Vier Nobelpreisträger unter den Gästen
Schwerpunkte der T 20 sind Themen wie Nachhaltige Entwicklung, Stabilität der Finanzmärkte, Migration, Digitalisierung, Klimawandel sowie die Bekämpfung von Armut und Hunger. Vier Nobelpreisträger sind unter den Gästen in Berlin: George Akerlof (Georgetown University, Washington), Edmund Phelps, Michael Spence und Joseph Stiglitz (alle Columbia University, New York).
Die G 20 können im Idealfall viel Gutes bewirken. Das haben sie 2008 bewiesen, als sie sich unter dem Eindruck der globalen Finanzkrise auf Notmaßnahmen zur Stabilisierung der Finanzsysteme verständigten. Der Zusammenbruch des Bankensystems und eine weltweite Depression wurden vermieden.
Kein Wachstum ohne Nachhaltigkeit
Nun sollen die G 20 ihr Verständnis von ihrer Aufgabe weiter entwickeln, argumentieren Snower und seine Mitstreiter. Die Zielsetzung beschränke sich nicht mehr auf ökonomische Stabilisierung und Wirtschaftswachstum. Wachstum muss nachhaltigen Nutzen haben. Wenn sich die ökonomische und die soziale Entwicklung in Gesellschaften voneinander abkoppeln, schafft das Probleme. Diese Auseinanderentwicklung sei inzwischen Realität in vielen Staaten, analysiert Snower. Die Summe der Realeinkommen in diesen Volkswirtschaften steige, sie würde aber zunehmend ungleich verteilt. Die Ungleichheit innerhalb einer Volkswirtschaft sei vielerorts zu einem größeren Problem geworden als die Ungleichheit zwischen den einzelnen Ländern. Als treibende Kräfte sieht der Ökonom die Wirkungen der Globalisierung, des technischen Fortschritts und die Abhängigkeit von Finanzströmen.
Die Konferenz hier ab 9 Uhr im Livestream:
Das führe zu politischem Unmut in vielen Schichten der Gesellschaft. Snower verweist auf die britische Volksabstimmung über den Ausstieg aus der EU und die US-Präsidentschaftswahl, aber auch auf Unruhen und Protestbewegungen in Schwellenländern sowie die Migrationsströme.
"Die Erde ist in sozialen Fragen fragmentiert"
Er und seine T-20-Mitstreiter ziehen daraus den Schluss, dass die G 20 sich nicht mehr auf die „enge Aufgabe“ beschränken können, das Wirtschaftswachstum und die Stabilität der Finanzmärkte zu fördern. Wenn sie die sozialen Belange außer Acht lassen, riskierten sie, ihre Legitimität zu unterminieren. Zu den neuen Aufgaben der G 20 werde es gehören, ein globales soziales Wohlergehen zu unterstützen – in der Kurzformel: „from growth to inclusive growth“ (vom reinen Wirtschaftswachstum zu einem Wachstum, das allen zugute kommt).

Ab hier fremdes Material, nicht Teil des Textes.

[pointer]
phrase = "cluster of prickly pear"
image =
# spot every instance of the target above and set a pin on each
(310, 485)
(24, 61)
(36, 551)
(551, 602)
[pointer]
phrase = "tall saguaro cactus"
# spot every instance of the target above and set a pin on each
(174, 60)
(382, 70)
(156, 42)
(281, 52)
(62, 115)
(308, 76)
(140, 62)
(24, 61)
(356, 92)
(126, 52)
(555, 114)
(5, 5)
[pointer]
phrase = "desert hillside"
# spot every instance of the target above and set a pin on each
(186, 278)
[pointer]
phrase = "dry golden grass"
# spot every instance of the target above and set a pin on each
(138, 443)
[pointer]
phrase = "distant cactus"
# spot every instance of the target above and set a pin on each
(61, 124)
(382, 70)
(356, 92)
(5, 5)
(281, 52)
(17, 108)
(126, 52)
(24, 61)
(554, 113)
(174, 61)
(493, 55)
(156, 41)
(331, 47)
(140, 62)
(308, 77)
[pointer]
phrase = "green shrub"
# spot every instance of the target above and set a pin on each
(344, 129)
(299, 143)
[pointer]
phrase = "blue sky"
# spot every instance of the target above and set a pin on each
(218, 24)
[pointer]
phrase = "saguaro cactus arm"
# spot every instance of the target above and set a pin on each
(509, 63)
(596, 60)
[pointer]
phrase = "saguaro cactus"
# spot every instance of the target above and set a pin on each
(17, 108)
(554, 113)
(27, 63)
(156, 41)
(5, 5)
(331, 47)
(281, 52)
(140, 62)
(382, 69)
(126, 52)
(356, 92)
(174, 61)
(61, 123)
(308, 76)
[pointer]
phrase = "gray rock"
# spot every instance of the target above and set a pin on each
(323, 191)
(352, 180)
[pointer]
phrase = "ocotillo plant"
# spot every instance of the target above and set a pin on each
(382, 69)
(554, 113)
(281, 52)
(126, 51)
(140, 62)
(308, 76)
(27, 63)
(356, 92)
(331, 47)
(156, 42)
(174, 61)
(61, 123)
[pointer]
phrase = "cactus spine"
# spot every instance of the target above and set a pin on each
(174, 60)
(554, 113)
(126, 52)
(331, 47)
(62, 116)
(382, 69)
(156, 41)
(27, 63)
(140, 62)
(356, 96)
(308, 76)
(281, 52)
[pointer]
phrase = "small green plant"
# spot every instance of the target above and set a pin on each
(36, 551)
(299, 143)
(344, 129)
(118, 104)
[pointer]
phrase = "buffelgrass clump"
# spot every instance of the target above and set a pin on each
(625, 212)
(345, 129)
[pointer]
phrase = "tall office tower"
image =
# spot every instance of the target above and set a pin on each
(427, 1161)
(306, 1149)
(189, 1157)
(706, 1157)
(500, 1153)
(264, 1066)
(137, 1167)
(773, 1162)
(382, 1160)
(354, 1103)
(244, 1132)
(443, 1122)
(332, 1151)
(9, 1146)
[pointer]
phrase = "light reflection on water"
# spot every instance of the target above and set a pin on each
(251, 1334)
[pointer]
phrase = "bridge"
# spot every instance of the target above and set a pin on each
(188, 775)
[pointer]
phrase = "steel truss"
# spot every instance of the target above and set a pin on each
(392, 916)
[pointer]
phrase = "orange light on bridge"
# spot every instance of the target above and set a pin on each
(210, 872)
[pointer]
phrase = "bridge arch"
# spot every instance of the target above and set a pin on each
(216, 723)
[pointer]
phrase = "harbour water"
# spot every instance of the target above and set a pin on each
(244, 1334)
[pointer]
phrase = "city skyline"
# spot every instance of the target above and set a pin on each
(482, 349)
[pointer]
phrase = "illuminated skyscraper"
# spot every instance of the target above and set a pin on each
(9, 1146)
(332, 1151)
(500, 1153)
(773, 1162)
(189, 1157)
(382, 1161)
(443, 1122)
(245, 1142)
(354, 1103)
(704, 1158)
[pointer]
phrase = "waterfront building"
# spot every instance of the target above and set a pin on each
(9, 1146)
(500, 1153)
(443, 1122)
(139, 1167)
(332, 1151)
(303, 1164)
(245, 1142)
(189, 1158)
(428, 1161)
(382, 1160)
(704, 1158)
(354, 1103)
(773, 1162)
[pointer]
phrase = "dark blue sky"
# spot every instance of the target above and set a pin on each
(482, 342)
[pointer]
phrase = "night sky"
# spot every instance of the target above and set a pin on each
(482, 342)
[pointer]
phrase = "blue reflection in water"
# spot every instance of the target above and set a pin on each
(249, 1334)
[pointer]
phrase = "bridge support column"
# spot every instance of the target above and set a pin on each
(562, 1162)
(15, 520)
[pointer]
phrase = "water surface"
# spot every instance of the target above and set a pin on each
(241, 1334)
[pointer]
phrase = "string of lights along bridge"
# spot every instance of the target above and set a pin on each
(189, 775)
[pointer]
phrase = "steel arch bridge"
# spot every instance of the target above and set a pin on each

In letzter Konsequenz fordern die T 20 die G 20 dazu auf, eine gemeinsame globale Vision zu entwickeln: Wohlstand, nachhaltig geschützte Umwelt, soziale Inklusion und Widerstandskraft gegen plötzliche Schocks für die Systeme. Ohne eine gemeinsame Vision werde es keine nachhaltigen Lösungen geben, denn jedes Land sei stark davon abhängig, was in anderen Ländern geschehe. Die Erde sei heute in Wirtschaft, Umwelt und Technologie weitgehend integriert, jedoch in sozialen und politischen Fragen zunehmend fragmentiert.
Was fehlt? Die politische Macht
Zu dieser Herausforderung gehört es, neu zu definieren, was in den Bereich des Privaten und des Nationalen falle und was zu den globalen gemeinsamen Gütern gehöre, auf die alle Erdbewohner Anspruch haben. Die T-20-Vordenker rechnen die Finanzsysteme, das Klima, die Artenvielfalt, die Wasser- und Landreserven zu den globalen Gemeinschaftsgütern. Sie zu schützen und klug zu managen, sei nicht nur eine Gerechtigkeitsfrage, sondern eine Bedingung für Frieden und Sicherheit. Um dieses Ziel zu erreichen, sollten die G 20 einerseits in technische und soziale Innovation investieren und andererseits eine neue Kultur globaler Kooperation und Aktion entwickeln. Sie müssten sich als eine Familie der Nationen begreifen. Diese Art des Herangehens solle die nationalen und lokalen Instanzen nicht ersetzen, sondern komplementär an deren Seite treten.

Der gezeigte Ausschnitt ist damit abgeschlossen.